Created:
July 2, 2008

User Level:
Intermediate

Products:
HelixTree, CNAM

Step 4. Check Concordance Between Reported Gender and Imputed Gender

Now that you have imputed gender values, you can compare these to the reported gender for each sample. First you need to import your phenotype information and join it with your imputed values.

If your phenotype data is stored as a CSV or TXT file you can select >File >Import Data >Import ASCII File from the Project Navigator. Locate the file you want to import, specify whether it is comma, tab, or space delimited and enter the column number containing the sample names to be used as row labels. For other import options see Chapter 4 of the manual.

IMPORTANT: In order to properly join spreadsheets, make sure your sample names in both spreadsheets match exactly.

Phenotype Data
Figure 1.Phenotype data joined with
chromosome X mean threshold data.

From your phenotype spreadsheet select >File >Join Spreadsheets on Row Label. Highlight the X chromosome mean threshold spreadsheet and click OK. A new spreadsheet will be created with both phenotype data and the X chromosome mean threshold data (Figure 1). Again, ‘0’ represents male and ‘1’ female.

Rather than visually inspect every row, a Gender Concordance script is available for download from our Add-on Scripts Repository enabling you to simultaneously check concordance across all samples.

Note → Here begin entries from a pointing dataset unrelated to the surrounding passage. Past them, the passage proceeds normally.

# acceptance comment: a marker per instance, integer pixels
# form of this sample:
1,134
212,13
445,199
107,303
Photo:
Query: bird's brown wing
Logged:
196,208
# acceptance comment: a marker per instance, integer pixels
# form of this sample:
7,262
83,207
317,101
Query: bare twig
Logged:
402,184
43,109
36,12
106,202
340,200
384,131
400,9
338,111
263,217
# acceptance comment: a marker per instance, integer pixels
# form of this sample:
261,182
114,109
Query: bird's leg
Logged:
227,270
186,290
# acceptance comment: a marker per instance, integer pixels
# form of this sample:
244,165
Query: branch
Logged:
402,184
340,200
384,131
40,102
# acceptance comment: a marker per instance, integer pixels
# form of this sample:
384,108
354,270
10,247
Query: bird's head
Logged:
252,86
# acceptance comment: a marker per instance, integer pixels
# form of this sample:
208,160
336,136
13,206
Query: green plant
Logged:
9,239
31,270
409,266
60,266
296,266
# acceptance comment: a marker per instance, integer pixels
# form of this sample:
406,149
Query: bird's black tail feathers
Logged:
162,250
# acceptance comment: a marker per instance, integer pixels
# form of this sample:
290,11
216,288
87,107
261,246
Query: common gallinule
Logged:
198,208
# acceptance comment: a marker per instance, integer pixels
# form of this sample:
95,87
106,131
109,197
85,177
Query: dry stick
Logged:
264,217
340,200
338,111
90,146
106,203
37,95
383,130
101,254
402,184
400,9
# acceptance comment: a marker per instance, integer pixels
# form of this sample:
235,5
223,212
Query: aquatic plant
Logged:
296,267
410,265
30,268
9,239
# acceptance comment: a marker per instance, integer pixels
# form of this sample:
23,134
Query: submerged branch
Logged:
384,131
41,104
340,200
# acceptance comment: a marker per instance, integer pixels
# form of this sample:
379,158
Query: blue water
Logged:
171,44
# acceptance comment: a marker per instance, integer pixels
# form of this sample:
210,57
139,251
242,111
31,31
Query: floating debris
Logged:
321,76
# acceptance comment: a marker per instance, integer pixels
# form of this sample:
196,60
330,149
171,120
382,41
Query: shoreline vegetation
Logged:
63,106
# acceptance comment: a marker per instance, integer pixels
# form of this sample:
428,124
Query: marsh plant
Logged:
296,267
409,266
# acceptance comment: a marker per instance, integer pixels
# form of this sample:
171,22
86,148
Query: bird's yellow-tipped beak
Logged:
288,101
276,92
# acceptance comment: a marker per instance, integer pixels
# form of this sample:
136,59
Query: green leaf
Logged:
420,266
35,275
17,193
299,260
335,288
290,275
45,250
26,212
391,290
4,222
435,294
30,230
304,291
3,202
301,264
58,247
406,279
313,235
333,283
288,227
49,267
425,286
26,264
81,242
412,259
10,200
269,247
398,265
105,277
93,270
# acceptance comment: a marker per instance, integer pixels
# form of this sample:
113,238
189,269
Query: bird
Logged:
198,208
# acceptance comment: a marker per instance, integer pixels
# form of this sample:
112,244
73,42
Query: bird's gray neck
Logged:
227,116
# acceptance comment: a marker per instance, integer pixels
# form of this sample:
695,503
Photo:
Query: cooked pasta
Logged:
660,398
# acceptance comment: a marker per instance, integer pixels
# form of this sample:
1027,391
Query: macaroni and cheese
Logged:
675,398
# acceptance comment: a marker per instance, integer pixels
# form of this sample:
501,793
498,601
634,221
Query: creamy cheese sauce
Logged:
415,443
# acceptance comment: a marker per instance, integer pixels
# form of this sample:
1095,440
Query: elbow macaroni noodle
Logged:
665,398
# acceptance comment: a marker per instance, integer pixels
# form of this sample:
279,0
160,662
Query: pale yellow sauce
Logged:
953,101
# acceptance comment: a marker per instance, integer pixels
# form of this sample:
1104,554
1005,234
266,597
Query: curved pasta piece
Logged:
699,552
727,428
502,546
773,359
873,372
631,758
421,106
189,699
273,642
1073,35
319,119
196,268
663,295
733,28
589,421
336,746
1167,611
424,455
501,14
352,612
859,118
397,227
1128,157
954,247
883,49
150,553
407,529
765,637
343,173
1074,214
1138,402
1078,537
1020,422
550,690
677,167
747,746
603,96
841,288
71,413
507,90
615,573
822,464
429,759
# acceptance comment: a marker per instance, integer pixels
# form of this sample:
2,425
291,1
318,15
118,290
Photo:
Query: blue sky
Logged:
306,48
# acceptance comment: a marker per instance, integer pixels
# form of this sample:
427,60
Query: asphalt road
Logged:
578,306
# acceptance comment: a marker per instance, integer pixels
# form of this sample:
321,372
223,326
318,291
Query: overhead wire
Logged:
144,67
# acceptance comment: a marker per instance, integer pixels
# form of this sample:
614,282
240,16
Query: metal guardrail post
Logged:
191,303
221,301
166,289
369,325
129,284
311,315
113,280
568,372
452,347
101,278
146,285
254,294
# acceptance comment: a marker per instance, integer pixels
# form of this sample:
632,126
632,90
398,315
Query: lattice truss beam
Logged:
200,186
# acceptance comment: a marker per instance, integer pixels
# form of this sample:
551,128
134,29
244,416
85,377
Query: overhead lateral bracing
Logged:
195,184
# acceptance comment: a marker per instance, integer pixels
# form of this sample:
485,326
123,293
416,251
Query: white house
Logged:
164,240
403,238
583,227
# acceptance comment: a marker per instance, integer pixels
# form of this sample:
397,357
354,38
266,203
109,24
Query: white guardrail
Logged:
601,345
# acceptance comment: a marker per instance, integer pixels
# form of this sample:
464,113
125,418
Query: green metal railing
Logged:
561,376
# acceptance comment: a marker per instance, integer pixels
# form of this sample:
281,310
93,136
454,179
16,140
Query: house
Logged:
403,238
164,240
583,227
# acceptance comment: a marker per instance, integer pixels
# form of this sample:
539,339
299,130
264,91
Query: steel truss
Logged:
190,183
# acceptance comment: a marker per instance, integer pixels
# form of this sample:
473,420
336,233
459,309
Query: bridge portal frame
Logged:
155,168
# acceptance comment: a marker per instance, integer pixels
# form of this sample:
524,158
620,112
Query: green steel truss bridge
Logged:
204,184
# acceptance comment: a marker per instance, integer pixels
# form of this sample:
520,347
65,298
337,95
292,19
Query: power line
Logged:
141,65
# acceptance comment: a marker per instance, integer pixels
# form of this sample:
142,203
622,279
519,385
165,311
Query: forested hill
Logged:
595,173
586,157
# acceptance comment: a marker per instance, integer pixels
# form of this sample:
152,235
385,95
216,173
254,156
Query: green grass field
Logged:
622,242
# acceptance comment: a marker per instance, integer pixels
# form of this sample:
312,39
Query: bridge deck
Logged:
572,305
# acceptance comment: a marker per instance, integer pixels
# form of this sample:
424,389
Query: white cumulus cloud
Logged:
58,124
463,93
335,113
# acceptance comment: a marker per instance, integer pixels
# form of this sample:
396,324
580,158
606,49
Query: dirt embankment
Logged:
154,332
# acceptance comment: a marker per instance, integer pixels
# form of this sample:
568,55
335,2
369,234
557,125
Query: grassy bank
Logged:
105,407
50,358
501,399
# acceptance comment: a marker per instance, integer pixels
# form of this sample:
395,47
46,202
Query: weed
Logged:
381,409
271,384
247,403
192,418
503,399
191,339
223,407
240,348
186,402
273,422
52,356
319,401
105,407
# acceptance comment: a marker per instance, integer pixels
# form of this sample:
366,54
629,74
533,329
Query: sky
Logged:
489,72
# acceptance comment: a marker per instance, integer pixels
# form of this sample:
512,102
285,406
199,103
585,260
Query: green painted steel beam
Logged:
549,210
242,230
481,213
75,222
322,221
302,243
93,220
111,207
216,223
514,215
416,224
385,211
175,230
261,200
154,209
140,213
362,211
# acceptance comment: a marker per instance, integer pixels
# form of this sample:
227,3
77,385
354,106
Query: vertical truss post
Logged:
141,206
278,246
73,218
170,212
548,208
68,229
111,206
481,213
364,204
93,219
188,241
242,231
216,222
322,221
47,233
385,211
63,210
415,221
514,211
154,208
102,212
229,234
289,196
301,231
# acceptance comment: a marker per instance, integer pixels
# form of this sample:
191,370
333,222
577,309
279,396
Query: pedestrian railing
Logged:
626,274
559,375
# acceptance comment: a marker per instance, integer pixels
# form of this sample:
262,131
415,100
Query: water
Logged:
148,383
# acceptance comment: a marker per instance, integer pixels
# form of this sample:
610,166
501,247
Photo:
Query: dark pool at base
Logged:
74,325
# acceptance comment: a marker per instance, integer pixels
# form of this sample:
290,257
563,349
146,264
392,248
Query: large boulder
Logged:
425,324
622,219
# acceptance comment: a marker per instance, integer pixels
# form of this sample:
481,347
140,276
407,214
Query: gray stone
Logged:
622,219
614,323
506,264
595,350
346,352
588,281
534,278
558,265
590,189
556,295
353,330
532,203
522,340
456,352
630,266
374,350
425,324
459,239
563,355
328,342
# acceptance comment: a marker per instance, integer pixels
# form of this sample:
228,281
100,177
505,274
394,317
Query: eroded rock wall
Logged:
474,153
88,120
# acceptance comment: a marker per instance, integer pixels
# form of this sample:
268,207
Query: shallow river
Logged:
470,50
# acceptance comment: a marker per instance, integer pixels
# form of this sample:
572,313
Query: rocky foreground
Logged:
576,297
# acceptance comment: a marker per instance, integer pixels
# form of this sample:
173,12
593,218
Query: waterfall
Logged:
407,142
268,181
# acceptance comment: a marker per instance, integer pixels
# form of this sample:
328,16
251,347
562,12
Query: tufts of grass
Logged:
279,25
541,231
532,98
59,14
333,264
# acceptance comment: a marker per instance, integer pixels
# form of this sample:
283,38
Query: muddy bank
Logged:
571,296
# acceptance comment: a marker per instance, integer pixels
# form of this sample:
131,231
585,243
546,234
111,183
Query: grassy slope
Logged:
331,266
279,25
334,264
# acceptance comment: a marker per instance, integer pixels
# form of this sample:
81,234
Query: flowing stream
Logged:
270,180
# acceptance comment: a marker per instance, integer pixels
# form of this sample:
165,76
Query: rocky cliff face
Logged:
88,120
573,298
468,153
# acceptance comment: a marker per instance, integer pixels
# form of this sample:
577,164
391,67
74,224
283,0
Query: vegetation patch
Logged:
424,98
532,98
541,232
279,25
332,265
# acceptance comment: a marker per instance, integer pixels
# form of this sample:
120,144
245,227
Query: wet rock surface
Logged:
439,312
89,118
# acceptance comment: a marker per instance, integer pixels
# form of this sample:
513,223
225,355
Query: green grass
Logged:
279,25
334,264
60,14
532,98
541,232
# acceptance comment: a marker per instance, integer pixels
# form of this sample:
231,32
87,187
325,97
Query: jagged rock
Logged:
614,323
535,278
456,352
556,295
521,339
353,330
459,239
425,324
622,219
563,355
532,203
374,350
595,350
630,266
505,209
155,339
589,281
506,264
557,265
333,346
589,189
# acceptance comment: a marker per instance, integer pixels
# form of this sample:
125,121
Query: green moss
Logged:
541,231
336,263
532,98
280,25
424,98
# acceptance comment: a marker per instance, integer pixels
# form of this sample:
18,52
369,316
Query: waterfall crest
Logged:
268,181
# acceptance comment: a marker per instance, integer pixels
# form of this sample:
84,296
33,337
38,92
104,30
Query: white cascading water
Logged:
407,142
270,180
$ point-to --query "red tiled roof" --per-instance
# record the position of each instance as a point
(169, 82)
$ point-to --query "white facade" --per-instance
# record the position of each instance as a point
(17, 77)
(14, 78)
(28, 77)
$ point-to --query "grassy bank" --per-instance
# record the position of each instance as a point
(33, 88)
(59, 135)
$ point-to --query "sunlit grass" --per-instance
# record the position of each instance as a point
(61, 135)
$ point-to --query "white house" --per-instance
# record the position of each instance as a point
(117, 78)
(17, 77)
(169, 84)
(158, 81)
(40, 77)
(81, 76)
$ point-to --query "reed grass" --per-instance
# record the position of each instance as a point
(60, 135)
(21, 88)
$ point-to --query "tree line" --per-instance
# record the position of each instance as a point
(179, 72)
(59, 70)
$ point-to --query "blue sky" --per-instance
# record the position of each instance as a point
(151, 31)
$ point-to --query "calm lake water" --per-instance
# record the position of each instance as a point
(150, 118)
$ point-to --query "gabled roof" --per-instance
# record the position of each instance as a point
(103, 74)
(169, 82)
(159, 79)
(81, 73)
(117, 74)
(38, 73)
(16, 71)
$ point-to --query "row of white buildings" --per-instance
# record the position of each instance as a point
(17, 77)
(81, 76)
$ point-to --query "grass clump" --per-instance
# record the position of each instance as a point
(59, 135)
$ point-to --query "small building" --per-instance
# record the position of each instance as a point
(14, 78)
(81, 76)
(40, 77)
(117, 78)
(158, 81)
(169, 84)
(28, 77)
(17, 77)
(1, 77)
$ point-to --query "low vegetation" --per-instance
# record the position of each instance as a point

Download this script and save it in the following directory: ../HelixTree/scriptsHT/user/Spreadsheet/Scripts/

From the joined spreadsheet select >Scripts >Gender Concordance. You will be asked to specify the reported gender column number and the imputed gender column. In the example above, these are 6 and 8 respectively. Click OK.

A new spreadsheet will be created with an additional binary column. ‘1’ indicates the reported and imputed genders are in concordance and ‘0’ they are not in concordance.

Gender Concordance Results - X
Figure 2. Gender concordance results
based on Y chromosome LogRs.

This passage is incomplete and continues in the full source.